Begotten can be used in a situation in which someone is pregnant in the same way that it is when a person is born, because the unborn child is begotten of the father in the same way. Likewise, just as the paternal use of the word can be used to describe sonship to God, the word is also used during Mary’s pregnancy with Jesus to show his sonship to God. Like mentioned above, Joseph was the earthly father of Jesus, and as such Jesus was his begotten son, but also Jesus was the son of God. This is described before his birth in Matthew when it is said, “but while he pondered on these things, behold, an angel of the Lord appeared to him in a dream, saying, Joseph, son of David, fear not to take to thee Mary, thy wife, for that which is begotten in her is of the Holy Spirit.” (Matthew 1:20 YLT). So not only does sonship to God happen during a new birth in the Spirit, but for Jesus, who was conceived of the Spirit, the paternal connotation goes to God, in the form of the Spirit, before he is even born his natural birth as a baby. This, however, is a very exclusive use and reserved only for Jesus. We are all born naturally in sin, and can be born again as a child of God through the Spirit, but only Jesus was born sinless and conceived of the Spirit.

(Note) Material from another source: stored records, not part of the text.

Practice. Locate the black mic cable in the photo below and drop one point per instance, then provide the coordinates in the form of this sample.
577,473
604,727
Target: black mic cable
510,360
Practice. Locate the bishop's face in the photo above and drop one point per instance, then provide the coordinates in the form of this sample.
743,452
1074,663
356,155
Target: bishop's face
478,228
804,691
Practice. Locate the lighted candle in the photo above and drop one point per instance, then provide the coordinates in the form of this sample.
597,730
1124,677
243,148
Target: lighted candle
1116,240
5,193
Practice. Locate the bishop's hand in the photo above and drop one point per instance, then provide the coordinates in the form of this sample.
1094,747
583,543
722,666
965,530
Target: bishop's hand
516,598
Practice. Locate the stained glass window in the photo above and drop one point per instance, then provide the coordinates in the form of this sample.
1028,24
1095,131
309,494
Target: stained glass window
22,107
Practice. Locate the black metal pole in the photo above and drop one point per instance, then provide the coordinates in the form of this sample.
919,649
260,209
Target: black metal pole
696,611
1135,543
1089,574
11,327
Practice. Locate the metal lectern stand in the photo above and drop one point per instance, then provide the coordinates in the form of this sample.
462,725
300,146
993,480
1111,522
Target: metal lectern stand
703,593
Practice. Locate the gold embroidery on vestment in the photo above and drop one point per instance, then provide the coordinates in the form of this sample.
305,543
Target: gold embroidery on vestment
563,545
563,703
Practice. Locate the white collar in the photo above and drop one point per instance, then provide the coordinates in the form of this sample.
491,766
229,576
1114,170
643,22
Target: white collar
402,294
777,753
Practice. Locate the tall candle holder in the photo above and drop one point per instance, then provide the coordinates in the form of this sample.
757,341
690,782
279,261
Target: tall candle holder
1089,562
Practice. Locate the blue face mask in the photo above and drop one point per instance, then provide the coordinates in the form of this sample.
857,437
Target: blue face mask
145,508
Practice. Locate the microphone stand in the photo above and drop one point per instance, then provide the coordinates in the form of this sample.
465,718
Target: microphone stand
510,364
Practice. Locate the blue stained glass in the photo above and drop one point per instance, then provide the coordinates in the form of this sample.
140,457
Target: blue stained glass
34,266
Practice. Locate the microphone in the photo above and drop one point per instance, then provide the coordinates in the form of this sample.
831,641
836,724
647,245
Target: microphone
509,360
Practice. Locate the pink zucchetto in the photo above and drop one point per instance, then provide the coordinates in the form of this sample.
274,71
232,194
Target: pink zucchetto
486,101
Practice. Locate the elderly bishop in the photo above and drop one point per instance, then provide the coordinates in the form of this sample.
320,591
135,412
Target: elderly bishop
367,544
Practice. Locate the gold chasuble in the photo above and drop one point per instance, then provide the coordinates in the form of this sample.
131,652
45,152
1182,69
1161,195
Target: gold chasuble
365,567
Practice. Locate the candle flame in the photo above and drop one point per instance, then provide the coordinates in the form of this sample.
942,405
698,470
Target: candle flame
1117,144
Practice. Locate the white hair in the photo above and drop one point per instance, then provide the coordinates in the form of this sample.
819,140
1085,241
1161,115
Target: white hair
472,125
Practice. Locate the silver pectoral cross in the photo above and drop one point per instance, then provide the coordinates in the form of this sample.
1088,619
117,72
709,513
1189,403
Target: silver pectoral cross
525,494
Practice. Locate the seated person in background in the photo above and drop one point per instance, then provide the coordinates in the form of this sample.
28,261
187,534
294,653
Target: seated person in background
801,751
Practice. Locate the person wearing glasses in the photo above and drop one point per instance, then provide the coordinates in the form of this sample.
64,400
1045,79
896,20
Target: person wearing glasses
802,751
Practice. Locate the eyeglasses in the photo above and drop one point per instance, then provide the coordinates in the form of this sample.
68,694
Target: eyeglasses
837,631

In every sense of the word, begotten refers to the relationship between parent and child, and in the Bible it is usually referring to father and son, whether born or unborn. A study of the word as used in the New Testament, however, shows how it can be used in different ways to illustrate a new birth in Christ, when one becomes a child of God. It is very interesting to note the ways in which the word is used, and helps us to more appropriately understand the relationship between God and his son Jesus, the relationship that God desires to have with us, and how we can be reconciled to him as our Father when we are born again in Christ.